To make ultrasound a kind of philosophy is a lesser problem. Some would love to make it a religion, and we should feel flattered to see our life’s work turned into such a mystic glow. Yet if it is considered as a “religion” more than a tool, human factors may appear and uncontrolled events can happen. Blindness to some limitations and fights for power, all these obscure points would spoil its spirit. Critical ultrasound, lung ultrasound, BLUE-protocol, etc., are just tools. Powerful, elegant, allowing to see acute dramas through a visual approach it is true, but just tools, with limitations.
As regards LUCI, which is a major part of critical ultrasound (at least, our opinion!), most of these limitations could be taught from reading existing experience. Some will appear in the battlefield, since they are not yet known (probably because of their rarity), but this perspective should bring humility – and caution – in the concept. Conversely, we fully admit that we feel the triumph of simplicity in each case where LUCI is used instead of the giants of modern imaging (the newest multislice CT generations, RMI, sophisticated echocardiography) and answers the clinical question: one small drop of a philosophy. Again attached to this idea, this textbook could have been written in 1982; the ADR-4000 was at this remote period a perfect tool. Those who remain persuaded that CT is “fast” should see that (our) ultrasound is the fastest of all tools in medical imaging.

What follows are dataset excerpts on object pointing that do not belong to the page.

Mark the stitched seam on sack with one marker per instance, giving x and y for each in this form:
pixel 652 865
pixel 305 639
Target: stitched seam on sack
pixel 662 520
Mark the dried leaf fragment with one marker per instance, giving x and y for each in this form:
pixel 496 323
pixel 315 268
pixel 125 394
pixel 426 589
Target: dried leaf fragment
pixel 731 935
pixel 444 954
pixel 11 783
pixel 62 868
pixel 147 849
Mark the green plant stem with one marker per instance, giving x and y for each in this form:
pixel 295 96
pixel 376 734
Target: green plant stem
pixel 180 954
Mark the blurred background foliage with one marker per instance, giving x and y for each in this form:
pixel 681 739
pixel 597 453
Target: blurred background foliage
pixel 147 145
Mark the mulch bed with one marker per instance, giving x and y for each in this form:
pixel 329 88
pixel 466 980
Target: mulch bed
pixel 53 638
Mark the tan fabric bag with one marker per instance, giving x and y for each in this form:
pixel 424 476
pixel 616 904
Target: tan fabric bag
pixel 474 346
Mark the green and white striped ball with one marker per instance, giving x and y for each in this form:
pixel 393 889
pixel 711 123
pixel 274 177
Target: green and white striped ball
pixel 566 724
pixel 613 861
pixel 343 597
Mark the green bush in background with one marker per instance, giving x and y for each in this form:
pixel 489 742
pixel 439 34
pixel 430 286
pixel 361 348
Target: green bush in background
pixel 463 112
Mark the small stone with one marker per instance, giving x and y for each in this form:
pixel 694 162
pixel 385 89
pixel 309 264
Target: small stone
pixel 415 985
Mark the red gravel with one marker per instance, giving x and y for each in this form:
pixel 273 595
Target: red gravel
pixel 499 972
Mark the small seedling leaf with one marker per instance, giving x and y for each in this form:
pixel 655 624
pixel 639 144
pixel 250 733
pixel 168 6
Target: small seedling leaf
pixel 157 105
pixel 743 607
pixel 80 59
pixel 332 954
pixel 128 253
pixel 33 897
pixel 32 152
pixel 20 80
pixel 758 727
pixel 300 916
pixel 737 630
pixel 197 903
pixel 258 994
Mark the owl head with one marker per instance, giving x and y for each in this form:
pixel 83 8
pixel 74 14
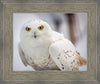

What is holistic ultrasound, by the way? This is maybe the time here to define this term we used countless times throughout the textbook! Far from mystical definitions, a discipline is holistic when the understanding of each of its components is necessary for understanding the whole. Each component interacts with the others, hence, this (rather) thick book. The word “harmony” should rule holistic ultrasound: one simple unit; one single probe, but not any probe (a microconvex) (our Japanese microconvex probe more precisely); the lung at the center of our use; a logic adapted to a visual medicine with the humble aim of simplifying critical care.